For some time now, the commitments taken by the Head of State at the January 2011 Agro-pastoral Show in Ebolowa in the South Region to ensure a better supply of meat in good quantity and quality may be imperiled by repeated pests in various parts of the country. The attainment of emergent economic status by 2035 also requires that citizens have easy access to food and, notably, proteins of animal origin. So, news about 'wandering pests' can only be very disturbing.
The action of several field actors to stem - if not to control - the spread of animal diseases, by preventing them from taking endemic proportions can only be encouraged and saluted. Lately, we have noticed that officials of the Ministry of Livestock, Fisheries and Animal Industries have been in an upbeat posture in the fight against the spread. Movements of animals have been circumscribed while suspected zones have been literally quarantined.
Just last week, there were press reports that because of inattention, as many as 75,000 goats were reportedly killed in the DRC in an epidemic. That was serious enough to keep Cameroonian officials on the alert because attacks or epidemics know no frontiers.
Government's mobilization may, however, come to naught if citizens are not sufficiently sensitised on the necessity of wading off diseases or, when necessary, joining veterinary officials in putting up an efficient fight against their spread. Lack of cooperation on the part of field actors such as stock breeders and owners of poultry and other animal farms, will greatly minimize the effort to raise healthy animals, keep diseases at bay and work serenely towards attaining the objectives set out in government's Growth and Employment Paper; the blueprint which unrolls the government's strategy in achieving emergent economy status circa 2035.

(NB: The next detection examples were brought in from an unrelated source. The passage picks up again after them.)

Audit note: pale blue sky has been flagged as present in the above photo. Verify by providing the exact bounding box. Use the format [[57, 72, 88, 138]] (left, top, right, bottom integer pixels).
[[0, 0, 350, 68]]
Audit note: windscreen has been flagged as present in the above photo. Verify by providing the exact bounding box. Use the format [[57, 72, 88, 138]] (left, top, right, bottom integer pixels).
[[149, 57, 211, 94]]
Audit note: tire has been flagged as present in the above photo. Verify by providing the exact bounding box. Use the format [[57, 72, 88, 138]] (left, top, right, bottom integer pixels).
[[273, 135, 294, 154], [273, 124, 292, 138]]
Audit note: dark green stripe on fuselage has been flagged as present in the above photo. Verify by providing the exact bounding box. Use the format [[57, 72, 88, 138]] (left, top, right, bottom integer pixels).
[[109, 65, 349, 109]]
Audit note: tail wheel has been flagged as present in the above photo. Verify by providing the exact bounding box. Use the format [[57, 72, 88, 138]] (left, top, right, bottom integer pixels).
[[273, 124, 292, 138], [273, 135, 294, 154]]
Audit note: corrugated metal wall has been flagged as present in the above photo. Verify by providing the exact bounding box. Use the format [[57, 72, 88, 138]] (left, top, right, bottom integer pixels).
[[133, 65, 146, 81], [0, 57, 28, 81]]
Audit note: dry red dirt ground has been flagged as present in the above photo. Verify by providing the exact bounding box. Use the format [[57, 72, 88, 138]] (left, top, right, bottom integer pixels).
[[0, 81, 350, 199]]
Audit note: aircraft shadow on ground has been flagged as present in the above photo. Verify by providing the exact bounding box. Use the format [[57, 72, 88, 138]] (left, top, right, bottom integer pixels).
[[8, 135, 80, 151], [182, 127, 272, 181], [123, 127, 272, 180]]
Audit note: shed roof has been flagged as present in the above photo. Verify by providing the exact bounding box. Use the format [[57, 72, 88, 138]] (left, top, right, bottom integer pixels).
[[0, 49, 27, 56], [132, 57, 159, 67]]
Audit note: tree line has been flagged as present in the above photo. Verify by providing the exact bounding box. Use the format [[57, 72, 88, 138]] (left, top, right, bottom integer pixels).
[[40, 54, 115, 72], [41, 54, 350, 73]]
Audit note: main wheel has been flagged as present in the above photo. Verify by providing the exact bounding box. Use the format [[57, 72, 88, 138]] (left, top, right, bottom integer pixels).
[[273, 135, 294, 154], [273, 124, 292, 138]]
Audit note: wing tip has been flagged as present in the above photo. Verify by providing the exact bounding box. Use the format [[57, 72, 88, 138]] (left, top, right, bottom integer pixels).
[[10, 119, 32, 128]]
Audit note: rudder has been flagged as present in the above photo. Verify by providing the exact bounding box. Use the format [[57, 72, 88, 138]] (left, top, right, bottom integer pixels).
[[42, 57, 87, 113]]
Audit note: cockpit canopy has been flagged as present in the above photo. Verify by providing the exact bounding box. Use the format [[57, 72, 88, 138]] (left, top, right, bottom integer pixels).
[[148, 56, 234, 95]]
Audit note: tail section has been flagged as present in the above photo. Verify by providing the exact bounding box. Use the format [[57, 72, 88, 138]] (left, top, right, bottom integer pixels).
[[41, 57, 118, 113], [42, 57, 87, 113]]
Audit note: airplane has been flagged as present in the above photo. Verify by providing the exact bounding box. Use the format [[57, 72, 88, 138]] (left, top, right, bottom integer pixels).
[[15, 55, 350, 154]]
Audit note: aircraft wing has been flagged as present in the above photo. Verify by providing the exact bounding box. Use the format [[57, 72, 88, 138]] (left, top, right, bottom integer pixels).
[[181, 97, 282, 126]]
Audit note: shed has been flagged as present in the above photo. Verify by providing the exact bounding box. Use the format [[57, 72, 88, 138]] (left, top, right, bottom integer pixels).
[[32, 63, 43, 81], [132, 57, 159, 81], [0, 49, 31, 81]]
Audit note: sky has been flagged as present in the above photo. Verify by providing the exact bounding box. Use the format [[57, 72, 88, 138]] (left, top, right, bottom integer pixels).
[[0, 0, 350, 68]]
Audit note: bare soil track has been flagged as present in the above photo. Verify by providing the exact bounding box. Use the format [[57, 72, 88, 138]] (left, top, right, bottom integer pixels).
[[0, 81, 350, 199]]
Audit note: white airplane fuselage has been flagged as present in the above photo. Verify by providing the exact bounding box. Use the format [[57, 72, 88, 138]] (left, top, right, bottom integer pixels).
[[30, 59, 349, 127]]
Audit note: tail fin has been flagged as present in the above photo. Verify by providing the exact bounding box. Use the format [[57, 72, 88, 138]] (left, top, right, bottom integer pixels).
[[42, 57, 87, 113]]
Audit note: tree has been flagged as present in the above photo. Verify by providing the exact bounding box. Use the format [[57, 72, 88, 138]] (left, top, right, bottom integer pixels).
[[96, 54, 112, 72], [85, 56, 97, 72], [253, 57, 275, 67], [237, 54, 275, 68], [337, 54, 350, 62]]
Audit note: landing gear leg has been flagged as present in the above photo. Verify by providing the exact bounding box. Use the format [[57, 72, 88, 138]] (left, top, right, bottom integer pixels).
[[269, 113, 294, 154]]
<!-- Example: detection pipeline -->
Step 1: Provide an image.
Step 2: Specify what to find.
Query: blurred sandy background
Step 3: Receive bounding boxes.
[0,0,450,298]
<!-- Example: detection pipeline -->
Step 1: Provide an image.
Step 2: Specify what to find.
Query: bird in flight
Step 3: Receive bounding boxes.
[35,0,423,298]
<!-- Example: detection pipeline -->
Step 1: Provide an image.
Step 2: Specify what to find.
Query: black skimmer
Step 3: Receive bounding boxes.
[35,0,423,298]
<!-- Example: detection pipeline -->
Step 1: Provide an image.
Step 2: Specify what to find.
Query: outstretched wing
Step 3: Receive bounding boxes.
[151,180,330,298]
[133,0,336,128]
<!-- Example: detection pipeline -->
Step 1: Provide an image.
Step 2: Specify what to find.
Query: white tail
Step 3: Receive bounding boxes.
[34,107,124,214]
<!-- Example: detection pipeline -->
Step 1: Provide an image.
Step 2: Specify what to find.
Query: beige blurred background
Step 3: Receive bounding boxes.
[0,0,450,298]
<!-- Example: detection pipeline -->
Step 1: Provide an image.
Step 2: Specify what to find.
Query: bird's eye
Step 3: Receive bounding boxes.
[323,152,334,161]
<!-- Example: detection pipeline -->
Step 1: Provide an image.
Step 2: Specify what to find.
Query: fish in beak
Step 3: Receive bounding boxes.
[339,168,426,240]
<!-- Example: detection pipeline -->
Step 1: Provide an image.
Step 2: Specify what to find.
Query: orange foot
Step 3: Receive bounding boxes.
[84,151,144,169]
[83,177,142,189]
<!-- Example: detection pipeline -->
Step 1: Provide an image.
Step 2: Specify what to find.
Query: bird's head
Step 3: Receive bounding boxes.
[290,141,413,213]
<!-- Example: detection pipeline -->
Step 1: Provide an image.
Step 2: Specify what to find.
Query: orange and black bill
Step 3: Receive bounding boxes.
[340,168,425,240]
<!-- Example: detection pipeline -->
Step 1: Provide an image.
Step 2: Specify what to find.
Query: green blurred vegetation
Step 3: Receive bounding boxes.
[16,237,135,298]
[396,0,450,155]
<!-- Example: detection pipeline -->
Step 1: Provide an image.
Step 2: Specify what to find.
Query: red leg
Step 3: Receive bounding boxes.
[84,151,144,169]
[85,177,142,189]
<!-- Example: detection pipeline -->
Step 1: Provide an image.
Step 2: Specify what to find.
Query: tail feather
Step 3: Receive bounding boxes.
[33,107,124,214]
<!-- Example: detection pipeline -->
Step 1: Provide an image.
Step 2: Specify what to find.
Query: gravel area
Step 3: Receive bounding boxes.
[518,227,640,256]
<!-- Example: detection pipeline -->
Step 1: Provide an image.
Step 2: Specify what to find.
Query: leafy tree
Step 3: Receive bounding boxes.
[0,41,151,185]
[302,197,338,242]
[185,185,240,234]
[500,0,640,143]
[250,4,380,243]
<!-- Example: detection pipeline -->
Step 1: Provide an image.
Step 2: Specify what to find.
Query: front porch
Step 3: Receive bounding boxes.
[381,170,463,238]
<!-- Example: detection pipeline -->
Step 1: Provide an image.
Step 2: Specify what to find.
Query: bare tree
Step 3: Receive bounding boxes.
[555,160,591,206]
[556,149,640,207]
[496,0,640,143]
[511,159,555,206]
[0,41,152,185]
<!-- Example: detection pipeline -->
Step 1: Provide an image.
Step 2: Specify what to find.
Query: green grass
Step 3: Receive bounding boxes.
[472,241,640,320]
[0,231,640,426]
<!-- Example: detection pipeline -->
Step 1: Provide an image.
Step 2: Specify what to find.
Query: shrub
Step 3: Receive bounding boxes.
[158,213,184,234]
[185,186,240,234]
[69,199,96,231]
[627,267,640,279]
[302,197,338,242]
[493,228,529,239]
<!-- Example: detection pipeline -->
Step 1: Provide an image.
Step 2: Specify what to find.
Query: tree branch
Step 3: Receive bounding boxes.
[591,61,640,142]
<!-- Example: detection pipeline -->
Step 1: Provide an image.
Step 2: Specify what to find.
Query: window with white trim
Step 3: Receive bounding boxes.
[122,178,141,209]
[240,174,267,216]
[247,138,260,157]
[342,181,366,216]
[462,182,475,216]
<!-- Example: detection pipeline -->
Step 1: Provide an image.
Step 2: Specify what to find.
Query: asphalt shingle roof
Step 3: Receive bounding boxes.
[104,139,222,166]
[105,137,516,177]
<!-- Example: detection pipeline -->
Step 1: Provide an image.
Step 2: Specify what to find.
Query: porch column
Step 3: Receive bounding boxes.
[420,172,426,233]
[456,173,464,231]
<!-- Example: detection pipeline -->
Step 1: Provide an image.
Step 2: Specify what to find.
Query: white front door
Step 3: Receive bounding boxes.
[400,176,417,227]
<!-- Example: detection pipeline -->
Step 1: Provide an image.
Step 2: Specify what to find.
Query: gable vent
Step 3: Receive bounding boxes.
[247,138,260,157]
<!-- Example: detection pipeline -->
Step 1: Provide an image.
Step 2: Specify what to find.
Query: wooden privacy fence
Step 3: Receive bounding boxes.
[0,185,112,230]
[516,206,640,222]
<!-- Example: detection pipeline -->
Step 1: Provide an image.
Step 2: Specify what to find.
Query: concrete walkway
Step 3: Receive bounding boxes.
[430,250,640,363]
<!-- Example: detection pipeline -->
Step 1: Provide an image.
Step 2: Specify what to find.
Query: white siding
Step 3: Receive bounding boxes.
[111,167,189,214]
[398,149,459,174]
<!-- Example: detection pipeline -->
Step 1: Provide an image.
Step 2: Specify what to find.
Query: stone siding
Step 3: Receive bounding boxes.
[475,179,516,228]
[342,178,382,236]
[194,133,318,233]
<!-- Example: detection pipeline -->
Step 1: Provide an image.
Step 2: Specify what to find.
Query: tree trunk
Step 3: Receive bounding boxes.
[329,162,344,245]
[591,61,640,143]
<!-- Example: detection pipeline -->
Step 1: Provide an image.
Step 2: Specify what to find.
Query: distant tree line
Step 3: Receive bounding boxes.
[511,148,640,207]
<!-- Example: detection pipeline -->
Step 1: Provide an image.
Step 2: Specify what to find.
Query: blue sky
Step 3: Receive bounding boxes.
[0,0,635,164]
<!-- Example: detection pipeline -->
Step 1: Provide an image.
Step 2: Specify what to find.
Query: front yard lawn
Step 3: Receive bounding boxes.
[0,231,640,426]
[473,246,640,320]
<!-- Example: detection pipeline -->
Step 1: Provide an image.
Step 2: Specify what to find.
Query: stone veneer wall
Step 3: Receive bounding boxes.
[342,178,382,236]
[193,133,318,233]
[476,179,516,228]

Animal health officials have been very keen about diseases and pests such that shady and fishy businessmen of the sector simply take them for bleeding-heart enthusiasts! Last Saturday, a non-working day, veterinary officials, working on a tip-off, laid an ambush at Ndobo, a neighbourhood in the western entrance to Douala. They fell on 550 carcasses of dead pigs carried in a cold store truck destined for sale in Douala.
All the animals were reported to be infected with the African Swine Fever and, therefore unfit for consumption. This was just one rare case among several others who, possibly meander their way into the huge markets of our big cities such as Douala, Yaounde, Bamenda, Bafoussam, Maroua or Garoua. Here, customers are not difficult to find because poverty has so fragilised impoverished people that very many are ready to forgo sanitary standards for even infected meat.
Owners of commercial animal farms, once warned of an impending pest attack, would rather find strategies of disposing of their animals than reporting to competent veterinary officials. And this state of affairs is largely responsible for the difficulties observed in circumventing attacks or organizing treatment or prevention more efficiently.
The season of epidemics is on. And the situation begs for some serious action in three phases. Governmental officials should act with greater resolve and punish those guilty of wrongdoing. Actors of the stockbreeding sector should know that selling off sick animals only postpones the problem and does not resolve it. On the other hand, ordinary citizens or consumers of animal farm products should show more concern in the functioning of the sector by blowing whistles whenever and wherever malpractices are observed.
In one word, vigilance is the posture to be taken.